The symmetrization map and \(\Gamma\)-contractions

Abstract

The symmetrization map \(\pi :{\mathbb{C}}^2\rightarrow {\mathbb{C}}^2\) is defined by \(\pi (z_1,z_2)=(z_1+z_2,z_1z_2).\) The closed symmetrized bidisc \(\Gamma\) is the symmetrization of the closed unit bidisc \(\overline{{\mathbb{D}}^2}\), that is,

$$\begin{aligned} \Gamma = \pi (\overline{{\mathbb{D}}^2})=\{ (z_1+z_2,z_1z_2)\,:\, |z_i|\le 1, i=1,2 \}. \end{aligned}$$

A pair of commuting Hilbert space operators (S, P) for which \(\Gamma\) is a spectral set is called a \(\Gamma\)-contraction.
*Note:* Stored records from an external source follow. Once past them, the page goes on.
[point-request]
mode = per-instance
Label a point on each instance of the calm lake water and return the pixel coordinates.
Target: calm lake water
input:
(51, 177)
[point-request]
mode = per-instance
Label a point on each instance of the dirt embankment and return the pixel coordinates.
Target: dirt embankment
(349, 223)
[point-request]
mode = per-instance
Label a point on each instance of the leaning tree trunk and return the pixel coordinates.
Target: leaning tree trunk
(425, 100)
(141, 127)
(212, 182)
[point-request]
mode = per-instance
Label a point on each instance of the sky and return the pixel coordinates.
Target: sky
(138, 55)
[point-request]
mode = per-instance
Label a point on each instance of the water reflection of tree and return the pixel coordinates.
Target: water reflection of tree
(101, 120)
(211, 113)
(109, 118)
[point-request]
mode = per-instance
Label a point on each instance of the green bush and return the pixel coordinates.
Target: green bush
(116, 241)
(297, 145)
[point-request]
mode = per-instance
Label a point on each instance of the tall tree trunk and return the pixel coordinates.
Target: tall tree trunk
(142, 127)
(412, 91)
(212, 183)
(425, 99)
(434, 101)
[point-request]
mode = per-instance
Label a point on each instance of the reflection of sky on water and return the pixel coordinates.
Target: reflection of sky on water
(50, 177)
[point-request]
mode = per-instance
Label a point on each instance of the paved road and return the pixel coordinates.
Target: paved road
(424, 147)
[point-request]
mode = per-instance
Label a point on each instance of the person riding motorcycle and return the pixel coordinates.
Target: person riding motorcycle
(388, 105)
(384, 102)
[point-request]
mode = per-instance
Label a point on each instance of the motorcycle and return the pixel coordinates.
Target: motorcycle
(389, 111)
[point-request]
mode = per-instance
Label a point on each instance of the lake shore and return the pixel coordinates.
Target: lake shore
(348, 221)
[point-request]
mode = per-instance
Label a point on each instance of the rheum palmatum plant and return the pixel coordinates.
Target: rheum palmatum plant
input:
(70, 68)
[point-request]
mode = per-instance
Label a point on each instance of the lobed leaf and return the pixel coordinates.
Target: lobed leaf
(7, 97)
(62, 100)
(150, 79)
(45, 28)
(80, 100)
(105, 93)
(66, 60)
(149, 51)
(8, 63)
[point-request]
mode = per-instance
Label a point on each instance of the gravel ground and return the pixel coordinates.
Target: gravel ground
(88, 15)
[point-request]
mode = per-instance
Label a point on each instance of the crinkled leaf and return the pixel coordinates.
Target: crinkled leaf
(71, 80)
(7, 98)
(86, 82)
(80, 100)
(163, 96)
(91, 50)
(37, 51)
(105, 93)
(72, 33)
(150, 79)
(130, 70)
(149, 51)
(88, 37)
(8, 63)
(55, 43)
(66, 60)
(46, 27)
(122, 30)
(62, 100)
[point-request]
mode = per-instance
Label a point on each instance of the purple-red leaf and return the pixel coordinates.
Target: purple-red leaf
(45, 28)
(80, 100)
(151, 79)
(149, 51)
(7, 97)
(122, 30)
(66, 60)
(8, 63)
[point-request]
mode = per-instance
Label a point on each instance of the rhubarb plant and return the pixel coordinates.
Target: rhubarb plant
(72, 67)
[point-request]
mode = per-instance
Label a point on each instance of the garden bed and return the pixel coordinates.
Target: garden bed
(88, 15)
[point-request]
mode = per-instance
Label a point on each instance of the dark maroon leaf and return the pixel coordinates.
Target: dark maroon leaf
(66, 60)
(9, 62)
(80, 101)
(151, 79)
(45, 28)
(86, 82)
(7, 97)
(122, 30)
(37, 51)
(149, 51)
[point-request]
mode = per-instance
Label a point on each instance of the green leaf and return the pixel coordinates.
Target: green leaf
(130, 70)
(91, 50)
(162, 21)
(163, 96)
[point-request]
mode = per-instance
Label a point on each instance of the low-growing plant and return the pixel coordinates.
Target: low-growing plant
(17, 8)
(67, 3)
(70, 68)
Unlike the scalars in \(\Gamma\), a \(\Gamma\)-contraction may not arise as a symmetrization of a pair of commuting contractions, even not as a symmetrization of a pair of commuting bounded operators. We characterize all \(\Gamma\)-contractions which are symmetrization of pairs of commuting contractions. We show by constructing a family of examples that even if a \(\Gamma\)-contraction \((S,P)=(T_1+T_2,T_1T_2)\) for a pair of commuting bounded operators \(T_1,T_2\), no real number less than 2 can be a bound for the set \(\{ \Vert T_1\Vert ,\Vert T_2\Vert \}\) in general. Then we prove that every \(\Gamma\)-contraction (S, P) is the restriction of a \(\Gamma\)-contraction \(({{\widetilde{S}}}, {{\widetilde{P}}})\) to a common reducing subspace of \({{\widetilde{S}}}, {{\widetilde{P}}}\) and that \(({{\widetilde{S}}}, {{\widetilde{P}}})=(A_1+A_2,A_1A_2)\) for a pair of commuting operators \(A_1,A_2\) with \(\max \{\Vert A_1\Vert , \Vert A_2\Vert \} \le 2\). We find new characterizations for the \(\Gamma\)-unitaries and describe the distinguished boundary of \(\Gamma\) in a different way. We also show some interplay between the fundamental operators of two \(\Gamma\)-contractions (S, P) and \((S_1,P)\).